Siyasi parti ve sivil toplum kuruluşlarının oluşturduğu İstanbul Emek, Barış ve Demokrasi Güçleri adına ise açıklamayı Deniz Demirdöven okudu.
Demirdöğen konuşmasında şu ifadelere yer verdi:
“Siyonist İsrail, dün Gazze’de hastaneye yönelik gerçekleştirdiği bombalı saldırıyla yüzlerce Filistinliyi katletti. İsrail yürüttüğü işgali, katliamla ve soykırımla sürdürüyor. Günlerdir İsrail’i destekleyenler, başta ABD ve tüm emperyalist güçler işgalin, katliamın ve soykırımın suç ortağıdır. Yüzyılı aşkın süredir Filistin’de yürütülen emperyalist, Siyonist işgal, günlerdir bir katliam ve etnik temizlik savaşı olarak sürdürülüyor. Bu acımasız savaşa sessiz kalanlar, İsrail’in işgalini meşru görenler katliamların da ortaklarıdır. Filistin halkı tüm güçleriyle geçmişte olduğu gibi bugünde emperyalist, Siyonist işgale karşı direniyor. Haklı olan Filistin halkının meşru direnişidir. Siyonist İsrail kirli işgal yürütmektedir. ABD, bütün Ortadoğu’da yürüttüğü emperyalist işgal politikalarıyla akan gözyaşının ve kanın sorumlusudur. Afganistan’da, Irak’ta olduğu gibi Filistin’de de akan kanın sorumlusu ABD emperyalizmidir. Filistin halkının ve tüm bölge halklarının kurtuluşu emperyalizme karşı ortak mücadeleyle mümkündür. Günlerdir süren işgale ve katliama karşı AKP iktidarı kınama açıklamaları dışında hiçbir adım atılmamıştır. Türkiye ile İsrail arasındaki tüm askeri, ekonomik, diplomatik ilişkiler devam etmektedir. İsrail’in yürüttüğü işgali, katliamı ve soykırımı durdurmak için; Filistin halkının haklı direnişine sahip çıkmak için somut adımlar atılmalıdır. İsrail ile askeri, ekonomik, diplomatik tüm ilişkileri kesilmelidir! İkil anlaşmalar iptal edilmelidir! Amerikan üsleri derhal kapatılmalıdır! Bizler bu ülkenin emekçileri, ilericileri, devrimcileri, yurtseverleri olarak, Deniz’lerin Mahir’lerin yürüyüşünün takipçisiyiz, Filistin halkının onurlu mücadelesinin yanındayız. Filistin halkının onurlu mücadelesine ses vermek insanlığa sahip çıkmak demektir. Tüm halkımızı Filistin halkının direnişine sahip çıkmaya; İsrail’in yürüttüğü işgale ve katliama karşı mücadele etmeye çağırıyoruz. Emperyalist ve Siyonist İşgale Son Yaşasın Bağımsız ve Özgür Filistin.”

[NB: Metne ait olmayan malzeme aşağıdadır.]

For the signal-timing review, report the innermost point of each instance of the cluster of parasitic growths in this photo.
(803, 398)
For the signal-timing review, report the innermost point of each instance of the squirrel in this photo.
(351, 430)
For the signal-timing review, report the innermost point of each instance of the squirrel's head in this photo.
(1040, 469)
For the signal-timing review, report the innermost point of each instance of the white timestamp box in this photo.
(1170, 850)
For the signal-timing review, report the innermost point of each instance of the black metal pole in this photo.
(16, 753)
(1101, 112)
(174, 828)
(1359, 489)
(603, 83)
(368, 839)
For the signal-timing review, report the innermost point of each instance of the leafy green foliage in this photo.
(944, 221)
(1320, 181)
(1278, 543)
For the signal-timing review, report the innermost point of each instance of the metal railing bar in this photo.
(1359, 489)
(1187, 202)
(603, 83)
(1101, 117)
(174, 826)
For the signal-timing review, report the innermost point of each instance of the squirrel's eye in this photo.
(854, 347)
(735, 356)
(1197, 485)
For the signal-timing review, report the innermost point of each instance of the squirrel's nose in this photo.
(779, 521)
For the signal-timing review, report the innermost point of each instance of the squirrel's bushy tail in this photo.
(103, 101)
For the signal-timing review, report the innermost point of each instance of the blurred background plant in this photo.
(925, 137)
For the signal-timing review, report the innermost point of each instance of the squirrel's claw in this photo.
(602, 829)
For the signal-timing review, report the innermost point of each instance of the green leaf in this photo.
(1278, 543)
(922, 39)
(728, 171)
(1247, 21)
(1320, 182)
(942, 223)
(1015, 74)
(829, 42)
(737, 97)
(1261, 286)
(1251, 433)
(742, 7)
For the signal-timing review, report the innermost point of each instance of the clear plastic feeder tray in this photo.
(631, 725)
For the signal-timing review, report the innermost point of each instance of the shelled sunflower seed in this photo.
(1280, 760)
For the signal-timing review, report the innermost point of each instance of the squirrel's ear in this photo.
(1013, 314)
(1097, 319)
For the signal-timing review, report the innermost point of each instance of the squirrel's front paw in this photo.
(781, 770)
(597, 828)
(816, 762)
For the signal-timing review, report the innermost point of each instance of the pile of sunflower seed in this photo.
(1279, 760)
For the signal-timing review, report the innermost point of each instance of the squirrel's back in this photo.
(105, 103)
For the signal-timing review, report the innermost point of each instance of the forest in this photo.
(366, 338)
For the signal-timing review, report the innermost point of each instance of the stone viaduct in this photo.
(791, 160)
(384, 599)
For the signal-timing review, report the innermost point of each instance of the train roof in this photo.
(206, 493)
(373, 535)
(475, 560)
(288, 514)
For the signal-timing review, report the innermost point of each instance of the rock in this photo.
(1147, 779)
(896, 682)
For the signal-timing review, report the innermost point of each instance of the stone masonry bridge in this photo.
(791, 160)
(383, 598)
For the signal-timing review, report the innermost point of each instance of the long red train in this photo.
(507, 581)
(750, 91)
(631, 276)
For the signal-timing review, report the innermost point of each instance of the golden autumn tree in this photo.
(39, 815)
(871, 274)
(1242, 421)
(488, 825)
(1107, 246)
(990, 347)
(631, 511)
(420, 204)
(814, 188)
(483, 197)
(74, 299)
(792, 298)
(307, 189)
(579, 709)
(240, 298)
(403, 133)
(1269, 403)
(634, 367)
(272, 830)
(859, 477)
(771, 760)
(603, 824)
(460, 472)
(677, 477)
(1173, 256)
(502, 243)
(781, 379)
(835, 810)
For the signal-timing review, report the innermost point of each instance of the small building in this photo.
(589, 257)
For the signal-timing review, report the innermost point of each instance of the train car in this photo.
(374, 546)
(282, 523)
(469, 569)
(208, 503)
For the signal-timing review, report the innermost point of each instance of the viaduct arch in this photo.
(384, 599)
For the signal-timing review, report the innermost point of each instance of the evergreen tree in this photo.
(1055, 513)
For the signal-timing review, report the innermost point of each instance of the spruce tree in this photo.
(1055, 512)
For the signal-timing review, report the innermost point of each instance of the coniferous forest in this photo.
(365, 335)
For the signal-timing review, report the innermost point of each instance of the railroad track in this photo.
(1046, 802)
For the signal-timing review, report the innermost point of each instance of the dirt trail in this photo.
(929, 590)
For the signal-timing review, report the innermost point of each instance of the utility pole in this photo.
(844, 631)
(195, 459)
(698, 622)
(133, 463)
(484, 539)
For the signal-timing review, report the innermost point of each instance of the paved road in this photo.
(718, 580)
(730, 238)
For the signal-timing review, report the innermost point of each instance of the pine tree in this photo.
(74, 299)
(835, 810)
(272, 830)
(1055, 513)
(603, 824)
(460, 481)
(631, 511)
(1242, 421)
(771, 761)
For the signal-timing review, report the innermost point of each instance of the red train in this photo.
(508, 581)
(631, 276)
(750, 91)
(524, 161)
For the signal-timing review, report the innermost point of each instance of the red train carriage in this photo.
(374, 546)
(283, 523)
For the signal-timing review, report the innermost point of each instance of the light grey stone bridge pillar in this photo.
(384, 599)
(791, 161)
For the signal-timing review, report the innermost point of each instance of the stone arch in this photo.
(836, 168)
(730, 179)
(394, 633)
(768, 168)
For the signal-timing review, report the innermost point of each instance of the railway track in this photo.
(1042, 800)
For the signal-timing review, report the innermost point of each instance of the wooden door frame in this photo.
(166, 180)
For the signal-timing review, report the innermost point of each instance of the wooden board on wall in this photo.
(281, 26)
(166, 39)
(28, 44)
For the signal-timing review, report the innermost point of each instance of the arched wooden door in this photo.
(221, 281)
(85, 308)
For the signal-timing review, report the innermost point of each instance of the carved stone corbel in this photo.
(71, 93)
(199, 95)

"KADINLAR FİLİSTİN HALKININ YANINDA"
Kadınlar Birlikte Güçlü de İsrail'in Gazze'deki saldırısını konsolosluk önünde protesto etti. “Kadınlar Filistin halkının yanında” dövizi açan kadınlar “Nehirden Denize Özgür Filistin”, “İsrail soykırıma derhal son ver”, “Filistinli kadınlar yalnız değildir” dövizleri taşıdı. Burada yapılan açıklama da, “12 gündür Gazze aralıksız bombalanıyor. İnsanların kafasına bomba yağmayan gün, saat yok. Beş dakikada bir Filistinlinin öldürüldüğü günler yaşıyoruz. Her gün sayı yükseliyor. 1000, 2000, 3000. Filistinliler dünyanın gözü önünde silinmeye çalışılıyor. İsrail ordusu tarafından tahliye yeri olarak belirtilen yerlerde yine insanları öldürdüler. Filistin’de savaşa hayır deyip Rojava’daki ölümlere göz yuman iki yüzlü anlayışı reddediyoruz. Gazze’ye bombardımanı durdurun hemen şimdi, Filistin'in işgalini durdur diyoruz” denildi.